Improving Your Credit Score After a DRO #
A DRO will affect your credit score for six years, which can impact your ability to access credit during this period. However, there are steps you can take to improve your credit score after the DRO period ends. Making regular, on-time payments, keeping your credit utilization low, and monitoring your credit report can all help improve your score. It’s also important to check your credit report regularly to ensure it accurately reflects your current situation.
Debt Relief Orders (DROs) and Your Credit Report #
A DRO will appear on your credit report for six years from the date it was approved. Once the DRO period ends, it should be marked as ‘discharged’ on your credit report. You should check your credit report to ensure this information is correctly updated. If the DRO is not properly reflected, you may need to contact the credit reference agency to have it corrected.
Debt Relief Order (DRO) FAQs #
- What is a DRO, and how does it work? A DRO is a formal insolvency solution designed to help individuals who cannot repay their debts. It freezes debt repayments for 12 months, after which the debts may be written off.
- Who can apply for a DRO, and what are the eligibility criteria?
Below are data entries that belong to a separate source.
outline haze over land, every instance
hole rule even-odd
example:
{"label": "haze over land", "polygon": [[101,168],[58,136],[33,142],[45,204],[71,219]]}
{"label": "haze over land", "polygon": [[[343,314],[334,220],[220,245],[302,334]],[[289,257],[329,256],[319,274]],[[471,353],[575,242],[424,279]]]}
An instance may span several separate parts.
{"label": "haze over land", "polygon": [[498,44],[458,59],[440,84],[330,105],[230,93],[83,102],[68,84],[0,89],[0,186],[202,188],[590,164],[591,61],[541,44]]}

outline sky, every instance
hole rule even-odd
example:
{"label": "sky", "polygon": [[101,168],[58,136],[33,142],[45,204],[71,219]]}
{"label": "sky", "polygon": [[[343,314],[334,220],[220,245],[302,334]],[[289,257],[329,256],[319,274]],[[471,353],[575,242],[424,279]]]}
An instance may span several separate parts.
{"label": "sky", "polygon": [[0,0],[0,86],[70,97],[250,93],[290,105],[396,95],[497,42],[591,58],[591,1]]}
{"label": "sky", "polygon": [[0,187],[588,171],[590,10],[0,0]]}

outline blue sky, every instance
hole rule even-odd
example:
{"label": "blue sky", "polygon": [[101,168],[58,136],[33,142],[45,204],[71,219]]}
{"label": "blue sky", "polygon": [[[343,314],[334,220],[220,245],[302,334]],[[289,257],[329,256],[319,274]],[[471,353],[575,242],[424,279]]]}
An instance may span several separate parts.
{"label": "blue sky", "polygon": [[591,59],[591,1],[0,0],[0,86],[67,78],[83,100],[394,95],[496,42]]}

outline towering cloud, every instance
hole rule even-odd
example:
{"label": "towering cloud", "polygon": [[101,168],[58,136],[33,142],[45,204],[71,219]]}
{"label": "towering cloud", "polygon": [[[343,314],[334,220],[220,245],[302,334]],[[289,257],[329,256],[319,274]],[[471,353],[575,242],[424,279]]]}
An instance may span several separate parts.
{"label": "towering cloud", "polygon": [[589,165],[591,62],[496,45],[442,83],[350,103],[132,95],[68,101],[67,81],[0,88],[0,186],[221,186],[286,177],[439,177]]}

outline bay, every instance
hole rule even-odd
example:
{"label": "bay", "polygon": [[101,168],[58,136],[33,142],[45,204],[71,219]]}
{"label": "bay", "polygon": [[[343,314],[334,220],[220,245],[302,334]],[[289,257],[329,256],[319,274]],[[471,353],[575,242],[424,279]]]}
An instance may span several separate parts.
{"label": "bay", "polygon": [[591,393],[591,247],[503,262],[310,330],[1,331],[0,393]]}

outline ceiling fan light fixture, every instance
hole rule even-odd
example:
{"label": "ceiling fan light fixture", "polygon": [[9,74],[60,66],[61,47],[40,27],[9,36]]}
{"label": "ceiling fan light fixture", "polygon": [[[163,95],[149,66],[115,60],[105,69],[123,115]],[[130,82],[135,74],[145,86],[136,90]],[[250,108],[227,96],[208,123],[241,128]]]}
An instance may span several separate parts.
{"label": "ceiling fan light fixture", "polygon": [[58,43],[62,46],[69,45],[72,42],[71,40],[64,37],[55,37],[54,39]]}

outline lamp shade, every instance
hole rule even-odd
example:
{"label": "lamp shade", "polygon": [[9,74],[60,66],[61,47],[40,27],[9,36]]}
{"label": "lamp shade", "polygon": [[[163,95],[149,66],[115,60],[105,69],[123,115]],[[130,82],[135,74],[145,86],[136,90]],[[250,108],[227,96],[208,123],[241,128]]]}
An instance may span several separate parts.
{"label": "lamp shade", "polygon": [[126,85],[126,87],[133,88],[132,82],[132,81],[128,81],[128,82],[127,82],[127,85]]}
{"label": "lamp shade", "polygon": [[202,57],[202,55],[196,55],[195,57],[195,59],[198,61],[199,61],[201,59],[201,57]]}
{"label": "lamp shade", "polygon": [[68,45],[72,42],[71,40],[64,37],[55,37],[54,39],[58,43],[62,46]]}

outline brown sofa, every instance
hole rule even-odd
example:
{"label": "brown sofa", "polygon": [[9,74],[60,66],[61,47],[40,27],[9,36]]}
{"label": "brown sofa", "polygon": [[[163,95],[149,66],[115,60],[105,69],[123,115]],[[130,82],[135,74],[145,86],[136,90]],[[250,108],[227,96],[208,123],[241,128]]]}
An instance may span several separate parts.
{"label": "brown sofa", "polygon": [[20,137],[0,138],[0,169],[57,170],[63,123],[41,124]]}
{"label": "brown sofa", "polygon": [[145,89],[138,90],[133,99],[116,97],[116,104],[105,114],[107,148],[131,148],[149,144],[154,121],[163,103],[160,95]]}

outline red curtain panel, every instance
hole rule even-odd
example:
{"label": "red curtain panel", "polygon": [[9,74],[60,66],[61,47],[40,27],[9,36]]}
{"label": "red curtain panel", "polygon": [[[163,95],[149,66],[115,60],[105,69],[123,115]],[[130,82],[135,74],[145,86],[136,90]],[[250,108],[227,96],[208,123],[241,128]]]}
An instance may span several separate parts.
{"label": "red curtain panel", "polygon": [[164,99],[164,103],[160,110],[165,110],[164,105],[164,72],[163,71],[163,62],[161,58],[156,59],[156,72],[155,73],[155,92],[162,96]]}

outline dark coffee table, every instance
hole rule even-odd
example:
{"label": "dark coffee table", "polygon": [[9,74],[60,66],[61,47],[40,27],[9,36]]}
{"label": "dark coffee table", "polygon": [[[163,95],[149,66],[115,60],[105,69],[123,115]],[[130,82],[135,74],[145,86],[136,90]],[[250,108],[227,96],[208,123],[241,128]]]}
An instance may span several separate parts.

Individuals with debts under £30,000, limited assets, and low spare income may qualify for a DRO. Eligibility criteria include living in England or Wales and not being involved in another insolvency process.
- How long does a DRO last, and what happens when it ends? A DRO lasts for 12 months. Once the period ends, most of the debts listed in the DRO are written off.
- Can I get a DRO if I have a high level of debt or assets? No, to qualify for a DRO, your total debts must be £30,000 or less, and your assets should not exceed £2,000.
- How does a DRO affect my credit score, and how can I improve it? A DRO will negatively affect your credit score for six years. You can improve your credit score by making regular payments on time and keeping your credit utilization low.
Conclusion #
A Debt Relief Order (DRO) can be a practical solution for managing unmanageable personal debts, but it’s important to understand the eligibility requirements and application process. Consulting a debt adviser is essential to determining whether a DRO or another debt solution is the best option for your circumstances. After the DRO period ends, it’s crucial to take steps to rebuild your credit score and keep track of your credit report to ensure accuracy.